As indicated in a statement that was made public yesterday by the Egyptian angel network, Egyptian coworking space, AlMaqarr, has secured investment valued at an undisclosed amount from Cairo Angels. Alex Angels, another Egyptian angels network that came into existence the previous year and is reported to have made a prior investment in Cairo-based logistics startup, VOO, are also said to have participated in the round.
AlMaqarr is a coworking space that was founded by the trio of Muhammed Nagi, Sherif Ashraf, and Abdelqader Khaled back in October 2012. The startup is known to currently operate coworking spaces in three locations in Egypt, namely; Heliopolis, Downtown, and El-Gouna.
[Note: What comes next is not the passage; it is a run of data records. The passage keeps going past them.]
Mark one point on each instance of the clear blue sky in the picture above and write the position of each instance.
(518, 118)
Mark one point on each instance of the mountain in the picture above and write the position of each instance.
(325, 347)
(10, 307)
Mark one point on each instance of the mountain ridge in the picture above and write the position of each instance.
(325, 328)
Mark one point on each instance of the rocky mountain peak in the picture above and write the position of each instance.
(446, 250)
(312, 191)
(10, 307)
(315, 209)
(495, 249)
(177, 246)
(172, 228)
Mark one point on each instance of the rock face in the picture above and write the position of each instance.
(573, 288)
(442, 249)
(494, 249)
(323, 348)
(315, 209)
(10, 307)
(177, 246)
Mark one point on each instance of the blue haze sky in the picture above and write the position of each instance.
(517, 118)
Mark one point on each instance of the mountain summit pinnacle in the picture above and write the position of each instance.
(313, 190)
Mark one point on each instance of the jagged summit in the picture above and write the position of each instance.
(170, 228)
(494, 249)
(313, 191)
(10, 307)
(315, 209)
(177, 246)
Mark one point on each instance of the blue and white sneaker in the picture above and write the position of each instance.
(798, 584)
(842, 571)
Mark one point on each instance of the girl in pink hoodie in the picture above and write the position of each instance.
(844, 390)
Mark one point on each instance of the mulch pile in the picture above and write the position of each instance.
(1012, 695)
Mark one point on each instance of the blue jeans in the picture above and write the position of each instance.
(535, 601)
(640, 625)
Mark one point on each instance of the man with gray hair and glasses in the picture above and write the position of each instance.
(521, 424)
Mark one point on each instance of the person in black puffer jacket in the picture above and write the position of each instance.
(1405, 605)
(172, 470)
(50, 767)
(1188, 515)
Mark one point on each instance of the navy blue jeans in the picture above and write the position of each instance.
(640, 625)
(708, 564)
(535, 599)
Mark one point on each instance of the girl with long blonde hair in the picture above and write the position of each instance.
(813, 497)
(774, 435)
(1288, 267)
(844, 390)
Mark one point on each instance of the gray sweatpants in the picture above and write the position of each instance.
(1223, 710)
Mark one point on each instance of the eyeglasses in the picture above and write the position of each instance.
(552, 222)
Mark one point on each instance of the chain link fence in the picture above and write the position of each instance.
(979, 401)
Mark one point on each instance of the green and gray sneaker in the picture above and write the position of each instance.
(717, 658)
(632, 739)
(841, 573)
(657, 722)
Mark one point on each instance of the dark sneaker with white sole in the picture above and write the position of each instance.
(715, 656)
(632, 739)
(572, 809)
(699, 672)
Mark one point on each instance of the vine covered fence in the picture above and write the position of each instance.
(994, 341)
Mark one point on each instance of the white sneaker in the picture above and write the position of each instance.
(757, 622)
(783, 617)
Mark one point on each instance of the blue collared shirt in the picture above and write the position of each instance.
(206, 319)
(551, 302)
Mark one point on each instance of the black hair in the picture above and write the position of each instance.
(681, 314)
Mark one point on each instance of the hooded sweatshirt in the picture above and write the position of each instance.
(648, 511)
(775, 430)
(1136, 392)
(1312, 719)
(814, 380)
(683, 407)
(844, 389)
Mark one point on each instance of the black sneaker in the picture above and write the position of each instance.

On the backs of the development, AlMaqarr can be considered to be in a good position to expand to new locations, enhance its operations, and flood its catalog with a number of products and services that are tailored to meet the needs of its clientele.
“We didn’t only need a financial boost, but rather a backbone; true believers who can mentor, guide, and direct,” Muhammad Nagi, Co-Founder of AlMaqarr, is quoted as saying with respect to the investment. He further stated; “ Cairo Angels believes in what we do and they see the potential of our business the same way we do. This is the core asset of our partnership.”
This investment could be thought to represent something of a first as it is the first investment of Cairo Angels in this sector, and only its third in the current year. According to Aly El Shalakany, Chairman of Cairo Angels, the investment may have been motivated by a need to support AlMaqarr in its bid to provide adequate infrastructural support for startups, entrepreneurs, freelancers, creatives, and SMEs, which by the Cairo Angels Chair’s reckoning, still poses a problem and is an albatross to the growth of the ecosystem.
Cairo Angels is considered one of the first formal network of angel investors in Egypt. It also boasts a presence in the startup ecosystems of Europe and the Gulf. It appears this may be the first time an investment of this kind is coming in for a startup of this nature in North Africa, which by itself, could be considered a remarkable feat especially on account of the unwillingness of a number of investors to venture into startups of this nature; a posture that is mostly borne out of scalability concerns.
As at the time of putting this piece together, WeeTracker awaits a response from the startup’s founders on questions bordering on the actual amount of funding received and equity agreements.